Ich darf nicht walten, wie mein Trieb es will.

Ich darf nicht herrschen ohne Maß und Recht.





Epilog zur Emilia Galotti.


Emilia (indem sie die Kleidung ablegt)

Wie froh bin ich, dies Kleid erneut zu lassen!

Die Rolle, die ich spielte, stand mir schlecht,

und ebenso, mein Ich, stand ihr nicht an.

Verzeiht, ihr Herrn und Damen, dass ich schlecht

die Figur getroffen, die ich spielen sollt.

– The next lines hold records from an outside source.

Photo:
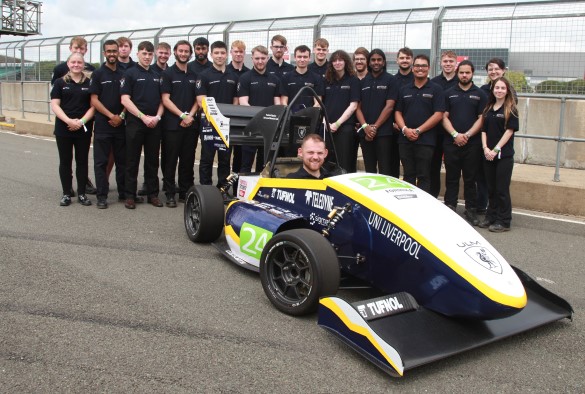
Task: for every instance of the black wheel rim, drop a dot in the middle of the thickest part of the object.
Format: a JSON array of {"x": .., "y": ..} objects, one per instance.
[
  {"x": 289, "y": 273},
  {"x": 193, "y": 214}
]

Ich konnte sie nicht so verkörpern, dass

der Dichter über mir vergessen ward.

Und war das Stück von Lessing – dem man oft

mit Vorurteil und Lob ins Haus gefolgt –,

so denkt euch nur, vielleicht war’s nicht mein Fehlen,

dass seine Kraft in meiner Hand versank.

Ich bilde mir in Demut dennoch ein,

so tugendhaft zu sein, so zart, so still,

und doch so stark wie jene Emilia,

die Tochter jenes altgedienten Degens.

Doch ihre Regung war der meinen fremd.

Als Appiani starb an meiner Seite,

und Battista, ein Fremder, mich ergriff

und aus dem Wagen trug – da riss es mich

nicht leicht von Mutter und von Liebstem fort,

nicht folgte ich dem Weg nach Dosala,

den Ort so sehr ich wie sein Herrn gemieden.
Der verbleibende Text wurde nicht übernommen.